Catalyzing imagination through embodiment.
Imagination is our central system - the seed of every creative act; it colors the lines between worlds. Imagination is our most important brain capacity, and we are in a battle for our minds.
Faced with a convergence of crises: the further splintering of institutional trust, deepening racial and environmental wounds, and compounding harms abroad, we face exhaustion, disillusionment, and doubt. From here, our imaginations weaken, affecting our individual and collective capacity for resilience and change.
A “hope gap” is the measurable distance between belief and action. It occurs when doubt, fatigue, and disbelief cloud possibility, restricting our capacity to think creatively and making us less likely to invest energy, take risks, or persist through challenges. This gap can lead to increased cognitive load and decreased civic participation, threatening the sustainability of progressive movements.
The Hope Gap XR is a civic infrastructure platform designed to restore belief in reparative, transformative, and democratic futures. We work at the intersection of immersive technology, brain health, and civic-cultural progress to shift what communities believe is possible.
Building on research and public discourse across the U.S. reparations movement, as well as in psychology, economics, and public health globally, the platform turns practical optimism into meaningful educational and restorative experiences based on present-day progress.
Windows of Opportunity AR
A QR-code powered augmented reality experience, set to a soundscape of Cornell Williams Brooks and Linda Bilmes' research, Normalizing Reparations, it translates the architecture of federal reparations policy into something a body can encounter, not just process.
The Hope Gap XR
Using virtual reality headsets, experience reparative and transformative justice movements in progress across New Zealand, Namibia, and Evanston, IL, engaging with notions of time, labor and land and considering who guides you, how we mend, and how cultures of repair embed, systemically.
Temporal liberation as method.
The Hope Gap XR refuses linear time. Rooted in Afro-futurist tradition, the experience collapses past, present and future in to a single field of possibility. A guiding presence - embodying the intellectual, spiritual, and organizing labor of pioneering women in the abolition and reparations movement - serves as narrator, witness and compass. Her character is lineage.

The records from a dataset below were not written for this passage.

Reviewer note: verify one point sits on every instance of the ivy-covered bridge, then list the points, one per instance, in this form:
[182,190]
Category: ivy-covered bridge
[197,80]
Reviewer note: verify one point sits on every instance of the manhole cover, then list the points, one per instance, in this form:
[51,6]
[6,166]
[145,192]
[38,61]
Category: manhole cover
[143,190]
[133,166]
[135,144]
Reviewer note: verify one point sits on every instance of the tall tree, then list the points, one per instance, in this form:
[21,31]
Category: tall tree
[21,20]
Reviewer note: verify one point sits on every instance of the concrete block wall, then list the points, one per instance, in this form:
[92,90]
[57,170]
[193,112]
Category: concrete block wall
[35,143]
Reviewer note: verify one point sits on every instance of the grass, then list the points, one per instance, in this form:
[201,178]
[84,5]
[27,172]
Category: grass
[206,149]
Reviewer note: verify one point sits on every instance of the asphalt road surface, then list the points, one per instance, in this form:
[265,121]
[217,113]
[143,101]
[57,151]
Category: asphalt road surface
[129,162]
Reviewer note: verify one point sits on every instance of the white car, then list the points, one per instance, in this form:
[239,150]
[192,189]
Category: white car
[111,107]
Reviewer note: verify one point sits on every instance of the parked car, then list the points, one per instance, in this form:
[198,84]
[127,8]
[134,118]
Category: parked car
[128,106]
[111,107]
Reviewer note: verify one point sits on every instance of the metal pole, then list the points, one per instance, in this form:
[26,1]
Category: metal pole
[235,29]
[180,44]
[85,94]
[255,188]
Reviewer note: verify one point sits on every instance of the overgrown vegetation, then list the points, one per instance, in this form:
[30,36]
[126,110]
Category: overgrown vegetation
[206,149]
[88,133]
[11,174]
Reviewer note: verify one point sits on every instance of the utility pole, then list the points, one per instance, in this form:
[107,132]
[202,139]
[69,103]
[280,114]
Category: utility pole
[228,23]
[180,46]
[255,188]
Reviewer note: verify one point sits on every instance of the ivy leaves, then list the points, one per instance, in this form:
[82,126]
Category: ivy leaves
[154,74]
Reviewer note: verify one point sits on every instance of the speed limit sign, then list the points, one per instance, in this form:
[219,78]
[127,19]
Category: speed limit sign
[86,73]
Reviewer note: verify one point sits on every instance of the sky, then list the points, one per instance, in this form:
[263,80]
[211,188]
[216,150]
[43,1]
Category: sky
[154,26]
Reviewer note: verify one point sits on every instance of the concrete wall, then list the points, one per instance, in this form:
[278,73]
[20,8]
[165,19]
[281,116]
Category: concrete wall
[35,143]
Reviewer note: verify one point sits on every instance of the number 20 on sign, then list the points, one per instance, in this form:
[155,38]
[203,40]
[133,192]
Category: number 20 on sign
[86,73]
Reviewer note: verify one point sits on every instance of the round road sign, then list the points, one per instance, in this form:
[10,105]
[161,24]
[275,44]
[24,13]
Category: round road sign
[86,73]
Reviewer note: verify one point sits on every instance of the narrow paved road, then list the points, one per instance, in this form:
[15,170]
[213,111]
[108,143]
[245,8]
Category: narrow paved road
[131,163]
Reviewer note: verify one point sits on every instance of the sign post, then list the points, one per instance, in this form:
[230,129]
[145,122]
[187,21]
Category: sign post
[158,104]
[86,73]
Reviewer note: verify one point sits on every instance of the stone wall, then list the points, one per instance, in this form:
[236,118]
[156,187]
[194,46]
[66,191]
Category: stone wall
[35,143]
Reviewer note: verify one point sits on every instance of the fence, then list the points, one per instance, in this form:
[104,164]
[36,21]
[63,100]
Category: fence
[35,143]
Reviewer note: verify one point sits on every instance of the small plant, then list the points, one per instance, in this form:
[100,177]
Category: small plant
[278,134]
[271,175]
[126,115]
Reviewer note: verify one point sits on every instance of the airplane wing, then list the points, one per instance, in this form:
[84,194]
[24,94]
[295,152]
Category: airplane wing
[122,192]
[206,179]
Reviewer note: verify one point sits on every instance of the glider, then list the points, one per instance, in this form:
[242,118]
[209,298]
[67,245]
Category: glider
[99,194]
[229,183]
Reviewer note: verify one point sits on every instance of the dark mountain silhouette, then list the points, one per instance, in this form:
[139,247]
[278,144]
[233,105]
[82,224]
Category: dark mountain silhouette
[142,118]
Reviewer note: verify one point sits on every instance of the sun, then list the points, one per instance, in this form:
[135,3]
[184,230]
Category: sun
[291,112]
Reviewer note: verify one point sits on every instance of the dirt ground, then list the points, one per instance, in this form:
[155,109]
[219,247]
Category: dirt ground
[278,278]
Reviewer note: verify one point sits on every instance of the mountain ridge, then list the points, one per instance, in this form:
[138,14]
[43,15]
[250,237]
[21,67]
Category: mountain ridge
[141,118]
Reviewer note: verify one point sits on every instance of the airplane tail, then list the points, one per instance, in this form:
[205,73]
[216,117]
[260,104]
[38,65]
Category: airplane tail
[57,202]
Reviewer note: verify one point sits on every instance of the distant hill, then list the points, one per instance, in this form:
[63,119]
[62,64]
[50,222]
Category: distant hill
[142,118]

Afro-Futurism + Ancestral Guidance
Repair as Practice, Not Policy.
In African American history, quilts encoded escape routes along the Underground Railroad and preserved stories when institutional archives refused. Across Indigenous traditions, textiles carry memory, governance, and cosmology.
Fabric is our archive.
Stitches of Hope
Geography as Moral Instrument
Deep Maps move beyond static cartography. They layer geospatial data with lived testimony, archival fragments, policy outcomes, and emotional resonance. Progress is visualized not as an abstraction but as a spatial transformation.
These maps expand over time, archiving community artifacts through 3D models.
Deep Maps
Frequently Asked Questions
Immersive technology carries unethical risks.
How do you safeguard against this?
A major critique positions VR as an “empathy machine” that commodifies suffering without proper context.
To prevent “false empathy,” our narrative centers wins - not harms or the trauma endured as part of the diasporic colonial experience. We explain the structural and political history that created the situation without placing the user in a scene of suffering.
Additionally, VR is just one component of a multi-modal experience, incorporating haptic technology within headsets and 2D environments, as well as accompanying curriculum.
How have communities been consulted in developing this experience?
Regional cultural advisors and movement leaders provide critique and approval of the script, including the use of references and cultural motifs.
Our commitment to participatory design includes partnerships with organizations like Shorefront Legacy Center and The Other Side of Time, to ensure permissions and compensation for the use of individual images and likeness.
In addition to advisors, community screenings inform product iterations. For more information, see Milestones.
Who owns the Intellectual Property?
The script and assets are owned by a U.S.-based non-profit organization, Due Goodies Foundation.
The experience will never be sold for profit and is for educational purposes only.